122 |             if filename.rfind('.') != -1:
123 |                 filename = filename[filename.rfind('.'):] + '.' + format
124 |             else:
125 |                 filename = filename + '.' + format
126 | 
127 |         # Check if file already exists
128 |         write_file = False
129 |         if not os.path.isfile(filename):
130 |             write_file = True
131 |         elif overwrite:
132 |             write_file = True
133 |         else:
134 |             if input("{} already exists. Overwrite?\n(y/n): ".format(filename)).lower() == 'y':
135 |                 write_file = True
136 | 
137 |         # Format lyrics in either .txt or .json format
138 |         if format == 'json':
139 |             lyrics_to_write = {'songs': [], 'artist': self.name}
140 |             for song in self.songs:
141 |                 if skip_duplicates is False or not songInArtist(song):  # This takes way too long! It's basically O(n^2), can I do better?

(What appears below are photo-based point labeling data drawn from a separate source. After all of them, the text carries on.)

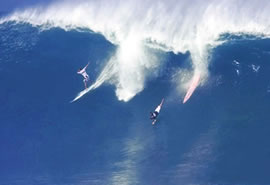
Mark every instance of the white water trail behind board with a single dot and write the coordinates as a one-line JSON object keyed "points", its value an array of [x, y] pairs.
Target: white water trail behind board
{"points": [[105, 75]]}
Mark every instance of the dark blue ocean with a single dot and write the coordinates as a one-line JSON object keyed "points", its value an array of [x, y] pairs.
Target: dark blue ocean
{"points": [[220, 136]]}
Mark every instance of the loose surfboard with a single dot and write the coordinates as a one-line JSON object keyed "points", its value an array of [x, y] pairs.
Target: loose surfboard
{"points": [[194, 84]]}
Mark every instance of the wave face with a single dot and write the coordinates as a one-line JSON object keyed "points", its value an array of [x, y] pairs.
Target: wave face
{"points": [[220, 136], [172, 26]]}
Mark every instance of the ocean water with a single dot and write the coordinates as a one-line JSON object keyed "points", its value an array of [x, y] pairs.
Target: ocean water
{"points": [[220, 136]]}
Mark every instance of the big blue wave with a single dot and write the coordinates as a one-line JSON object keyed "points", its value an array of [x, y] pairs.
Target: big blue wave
{"points": [[219, 137]]}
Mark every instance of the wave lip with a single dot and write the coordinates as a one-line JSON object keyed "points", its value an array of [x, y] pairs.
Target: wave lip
{"points": [[176, 26]]}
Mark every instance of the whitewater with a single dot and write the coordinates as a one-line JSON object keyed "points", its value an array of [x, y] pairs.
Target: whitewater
{"points": [[135, 26]]}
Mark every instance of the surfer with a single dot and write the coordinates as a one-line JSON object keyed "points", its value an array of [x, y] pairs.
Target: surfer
{"points": [[84, 74], [154, 115]]}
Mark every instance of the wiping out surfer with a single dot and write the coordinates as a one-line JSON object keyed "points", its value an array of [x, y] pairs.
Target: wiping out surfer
{"points": [[154, 115], [82, 71]]}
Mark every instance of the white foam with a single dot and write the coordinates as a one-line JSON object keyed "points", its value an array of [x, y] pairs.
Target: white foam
{"points": [[178, 26]]}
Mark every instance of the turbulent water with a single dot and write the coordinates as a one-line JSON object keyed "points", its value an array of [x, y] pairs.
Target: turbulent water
{"points": [[139, 53]]}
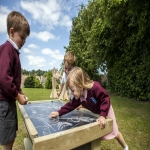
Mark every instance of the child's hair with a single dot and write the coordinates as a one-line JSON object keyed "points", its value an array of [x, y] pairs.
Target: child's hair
{"points": [[17, 21], [80, 78], [70, 58]]}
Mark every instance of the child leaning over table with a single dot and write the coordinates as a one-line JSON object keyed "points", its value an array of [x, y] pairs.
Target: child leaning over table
{"points": [[10, 78], [92, 97]]}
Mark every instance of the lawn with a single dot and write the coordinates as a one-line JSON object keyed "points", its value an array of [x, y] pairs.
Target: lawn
{"points": [[132, 118]]}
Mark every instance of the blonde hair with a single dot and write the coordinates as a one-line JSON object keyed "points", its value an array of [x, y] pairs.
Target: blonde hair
{"points": [[70, 58], [80, 78], [17, 21]]}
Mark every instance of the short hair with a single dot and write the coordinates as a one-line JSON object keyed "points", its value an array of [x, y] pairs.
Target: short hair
{"points": [[17, 21], [80, 78], [69, 58]]}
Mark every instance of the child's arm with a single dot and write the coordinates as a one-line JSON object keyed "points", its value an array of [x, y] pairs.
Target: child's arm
{"points": [[22, 99], [101, 121], [54, 114]]}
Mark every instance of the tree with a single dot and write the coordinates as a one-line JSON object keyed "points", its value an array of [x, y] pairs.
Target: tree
{"points": [[29, 82], [48, 84]]}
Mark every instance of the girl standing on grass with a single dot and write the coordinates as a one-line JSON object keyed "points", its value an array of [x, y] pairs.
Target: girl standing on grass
{"points": [[93, 97], [69, 63]]}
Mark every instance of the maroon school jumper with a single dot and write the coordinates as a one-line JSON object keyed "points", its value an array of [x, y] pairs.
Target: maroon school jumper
{"points": [[96, 100], [10, 72]]}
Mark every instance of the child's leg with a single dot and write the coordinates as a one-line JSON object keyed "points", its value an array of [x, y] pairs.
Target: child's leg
{"points": [[8, 146], [121, 140]]}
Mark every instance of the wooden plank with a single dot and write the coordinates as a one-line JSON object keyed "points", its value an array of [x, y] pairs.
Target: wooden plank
{"points": [[27, 144], [29, 125], [95, 145], [72, 138]]}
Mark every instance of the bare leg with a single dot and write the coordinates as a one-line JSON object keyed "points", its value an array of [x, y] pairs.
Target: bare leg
{"points": [[121, 140], [8, 146]]}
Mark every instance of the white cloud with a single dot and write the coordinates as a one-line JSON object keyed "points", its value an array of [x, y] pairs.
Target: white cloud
{"points": [[25, 50], [4, 11], [44, 36], [33, 46], [49, 13], [36, 61], [53, 53], [52, 63]]}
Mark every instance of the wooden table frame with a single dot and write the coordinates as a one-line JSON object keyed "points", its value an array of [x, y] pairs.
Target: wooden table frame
{"points": [[68, 139]]}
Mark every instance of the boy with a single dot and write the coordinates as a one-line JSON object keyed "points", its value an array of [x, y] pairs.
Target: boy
{"points": [[10, 77]]}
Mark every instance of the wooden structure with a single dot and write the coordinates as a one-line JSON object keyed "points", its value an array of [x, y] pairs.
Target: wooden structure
{"points": [[76, 138], [64, 94], [55, 75]]}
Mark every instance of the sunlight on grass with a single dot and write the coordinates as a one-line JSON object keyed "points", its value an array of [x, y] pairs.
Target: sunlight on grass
{"points": [[132, 118]]}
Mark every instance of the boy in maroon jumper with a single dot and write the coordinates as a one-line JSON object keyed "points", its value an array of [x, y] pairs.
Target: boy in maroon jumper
{"points": [[10, 78], [93, 97]]}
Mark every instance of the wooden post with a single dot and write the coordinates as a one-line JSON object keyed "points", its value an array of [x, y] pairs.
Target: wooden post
{"points": [[64, 94], [96, 145]]}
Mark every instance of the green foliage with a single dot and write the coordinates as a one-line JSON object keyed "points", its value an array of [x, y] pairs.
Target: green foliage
{"points": [[37, 83], [113, 35], [29, 82], [48, 84]]}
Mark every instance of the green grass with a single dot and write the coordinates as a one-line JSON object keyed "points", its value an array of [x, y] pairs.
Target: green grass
{"points": [[132, 118]]}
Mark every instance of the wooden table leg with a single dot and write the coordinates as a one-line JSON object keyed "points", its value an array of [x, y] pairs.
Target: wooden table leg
{"points": [[96, 144]]}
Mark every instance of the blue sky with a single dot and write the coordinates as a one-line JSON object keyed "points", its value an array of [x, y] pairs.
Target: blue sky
{"points": [[50, 23]]}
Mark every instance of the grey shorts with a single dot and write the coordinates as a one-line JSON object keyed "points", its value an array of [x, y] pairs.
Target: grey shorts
{"points": [[8, 122]]}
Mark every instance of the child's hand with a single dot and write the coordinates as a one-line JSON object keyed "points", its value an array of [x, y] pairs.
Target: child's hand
{"points": [[58, 94], [79, 107], [101, 121], [22, 99], [54, 114]]}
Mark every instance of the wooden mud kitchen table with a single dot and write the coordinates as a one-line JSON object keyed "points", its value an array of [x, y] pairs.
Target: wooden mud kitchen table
{"points": [[77, 130]]}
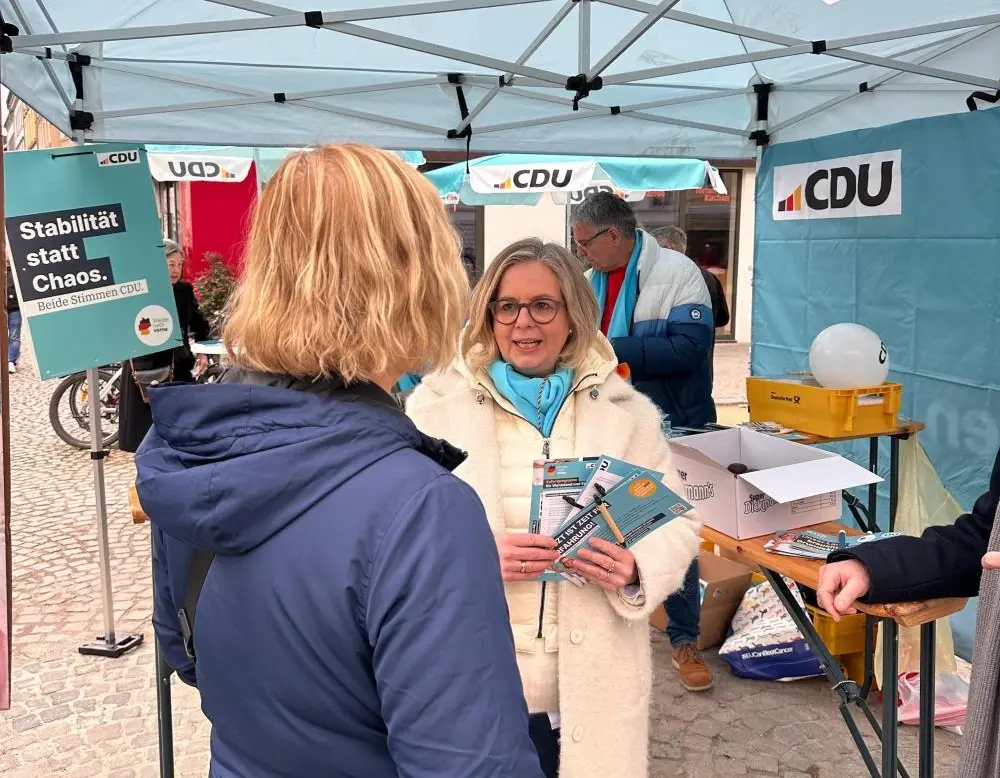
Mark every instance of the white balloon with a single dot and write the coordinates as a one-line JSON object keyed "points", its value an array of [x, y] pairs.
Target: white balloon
{"points": [[848, 356]]}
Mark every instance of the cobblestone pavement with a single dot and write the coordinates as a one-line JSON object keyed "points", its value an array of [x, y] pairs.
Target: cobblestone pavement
{"points": [[732, 366], [84, 717]]}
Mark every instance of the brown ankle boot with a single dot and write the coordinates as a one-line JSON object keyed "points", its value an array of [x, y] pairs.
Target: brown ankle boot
{"points": [[694, 673]]}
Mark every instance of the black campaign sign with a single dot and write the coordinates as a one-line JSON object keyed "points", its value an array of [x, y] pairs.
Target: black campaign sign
{"points": [[49, 251]]}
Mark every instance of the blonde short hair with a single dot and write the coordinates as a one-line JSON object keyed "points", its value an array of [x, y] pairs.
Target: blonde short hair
{"points": [[480, 347], [352, 268]]}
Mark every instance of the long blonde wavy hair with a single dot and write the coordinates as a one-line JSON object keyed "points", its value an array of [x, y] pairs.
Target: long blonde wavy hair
{"points": [[352, 268]]}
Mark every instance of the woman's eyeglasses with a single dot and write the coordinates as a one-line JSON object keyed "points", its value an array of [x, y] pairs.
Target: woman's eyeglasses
{"points": [[542, 310]]}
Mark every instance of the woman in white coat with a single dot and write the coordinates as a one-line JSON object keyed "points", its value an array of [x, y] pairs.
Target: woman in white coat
{"points": [[535, 379]]}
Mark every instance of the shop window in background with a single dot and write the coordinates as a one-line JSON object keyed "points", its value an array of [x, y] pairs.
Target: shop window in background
{"points": [[468, 221], [710, 221]]}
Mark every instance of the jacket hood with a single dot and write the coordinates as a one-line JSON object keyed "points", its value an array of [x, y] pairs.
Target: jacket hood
{"points": [[228, 465], [600, 363]]}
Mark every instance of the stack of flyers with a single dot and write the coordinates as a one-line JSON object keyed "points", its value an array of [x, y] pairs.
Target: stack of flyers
{"points": [[571, 500], [624, 515], [810, 544], [556, 485]]}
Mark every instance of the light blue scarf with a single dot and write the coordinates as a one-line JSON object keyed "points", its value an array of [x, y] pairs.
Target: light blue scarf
{"points": [[523, 393], [621, 317]]}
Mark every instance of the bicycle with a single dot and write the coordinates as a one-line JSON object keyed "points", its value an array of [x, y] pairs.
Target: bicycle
{"points": [[74, 389]]}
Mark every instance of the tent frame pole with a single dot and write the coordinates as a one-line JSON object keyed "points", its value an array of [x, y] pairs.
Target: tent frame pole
{"points": [[652, 17], [532, 47]]}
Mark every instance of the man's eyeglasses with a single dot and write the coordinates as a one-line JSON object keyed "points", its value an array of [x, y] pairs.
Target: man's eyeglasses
{"points": [[542, 310], [585, 243]]}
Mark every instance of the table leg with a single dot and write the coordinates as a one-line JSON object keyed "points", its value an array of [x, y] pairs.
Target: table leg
{"points": [[893, 480], [164, 714], [873, 489], [928, 637], [890, 671], [866, 687], [845, 688]]}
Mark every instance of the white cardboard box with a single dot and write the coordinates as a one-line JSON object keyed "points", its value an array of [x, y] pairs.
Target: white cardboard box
{"points": [[791, 485]]}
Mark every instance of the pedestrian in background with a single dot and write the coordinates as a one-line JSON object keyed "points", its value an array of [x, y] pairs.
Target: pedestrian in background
{"points": [[13, 323], [675, 239], [656, 311]]}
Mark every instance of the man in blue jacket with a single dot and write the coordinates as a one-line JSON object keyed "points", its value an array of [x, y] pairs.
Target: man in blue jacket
{"points": [[657, 313]]}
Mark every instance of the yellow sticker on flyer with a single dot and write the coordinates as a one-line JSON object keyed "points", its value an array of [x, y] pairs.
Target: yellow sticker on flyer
{"points": [[643, 487]]}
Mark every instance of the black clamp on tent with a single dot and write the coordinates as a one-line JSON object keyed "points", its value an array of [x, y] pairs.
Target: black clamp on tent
{"points": [[463, 108], [763, 92], [582, 87], [7, 31], [79, 120], [986, 97]]}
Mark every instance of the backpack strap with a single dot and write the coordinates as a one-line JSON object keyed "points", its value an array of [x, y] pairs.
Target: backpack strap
{"points": [[195, 580]]}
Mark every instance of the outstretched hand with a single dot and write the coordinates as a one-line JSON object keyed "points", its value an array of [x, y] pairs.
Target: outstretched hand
{"points": [[840, 586]]}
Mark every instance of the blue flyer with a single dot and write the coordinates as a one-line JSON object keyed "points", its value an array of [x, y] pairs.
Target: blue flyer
{"points": [[87, 256], [638, 505]]}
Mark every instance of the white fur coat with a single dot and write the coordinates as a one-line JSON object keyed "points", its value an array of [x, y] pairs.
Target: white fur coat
{"points": [[605, 675]]}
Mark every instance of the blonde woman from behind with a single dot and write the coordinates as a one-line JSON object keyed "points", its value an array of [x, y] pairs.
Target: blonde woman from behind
{"points": [[534, 379], [348, 626]]}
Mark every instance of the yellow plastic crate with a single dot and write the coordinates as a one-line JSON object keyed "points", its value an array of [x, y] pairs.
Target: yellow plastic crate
{"points": [[804, 405], [842, 638]]}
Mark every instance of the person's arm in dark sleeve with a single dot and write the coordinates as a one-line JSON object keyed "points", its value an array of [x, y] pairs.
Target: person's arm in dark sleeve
{"points": [[198, 324], [943, 562], [680, 344], [165, 622], [443, 657], [720, 308]]}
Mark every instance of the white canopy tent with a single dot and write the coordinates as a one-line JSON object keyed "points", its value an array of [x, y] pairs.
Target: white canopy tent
{"points": [[705, 78]]}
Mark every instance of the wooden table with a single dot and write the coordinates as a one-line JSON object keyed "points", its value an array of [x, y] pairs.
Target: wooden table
{"points": [[805, 572]]}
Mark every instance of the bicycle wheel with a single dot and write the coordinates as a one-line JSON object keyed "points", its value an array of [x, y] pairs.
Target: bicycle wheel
{"points": [[69, 410]]}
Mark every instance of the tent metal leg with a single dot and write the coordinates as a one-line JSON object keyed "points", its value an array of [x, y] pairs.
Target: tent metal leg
{"points": [[164, 714]]}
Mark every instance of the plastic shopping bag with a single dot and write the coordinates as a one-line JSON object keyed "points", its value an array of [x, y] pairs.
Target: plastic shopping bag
{"points": [[923, 502], [951, 695], [764, 642]]}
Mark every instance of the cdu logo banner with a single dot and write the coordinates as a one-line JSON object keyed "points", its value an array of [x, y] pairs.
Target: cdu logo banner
{"points": [[844, 188]]}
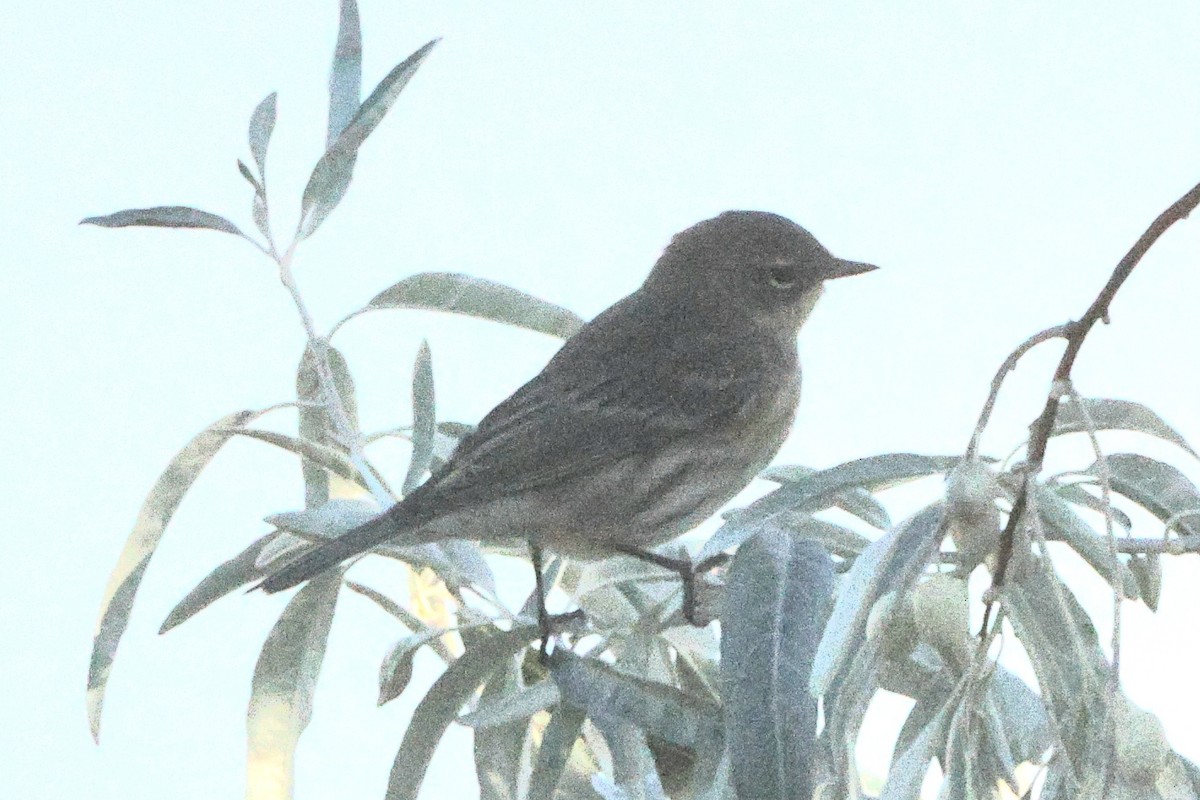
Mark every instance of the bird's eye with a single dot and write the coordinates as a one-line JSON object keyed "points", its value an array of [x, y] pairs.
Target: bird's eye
{"points": [[781, 277]]}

142 |                     lyrics_to_write['songs'].append({})
143 |                     lyrics_to_write['songs'][-1]['title'] = song.title
144 |                     lyrics_to_write['songs'][-1]['album'] = song.album
145 |                     lyrics_to_write['songs'][-1]['year'] = song.year
146 |                     lyrics_to_write['songs'][-1]['lyrics'] = song.lyrics
147 |                     lyrics_to_write['songs'][-1]['image'] = song.song_art_image_url
148 |                     lyrics_to_write['songs'][-1]['artist'] = self.name
149 |                     lyrics_to_write['songs'][-1]['raw'] = song._body
150 |                 else:
151 |                     if verbose:
152 |                         print("SKIPPING \"{}\" -- already found in artist collection.".format(song.title))
153 |         else:
154 |             lyrics_to_write = " ".join([s.lyrics + 5 * '\n' for s in self.songs])
155 | 
156 |         # Write the lyrics to either a .json or .txt file
157 |         if write_file:
158 |             with open(filename, 'w') as lyrics_file:
159 |                 if format == 'json':
160 |                     json.dump(lyrics_to_write, lyrics_file)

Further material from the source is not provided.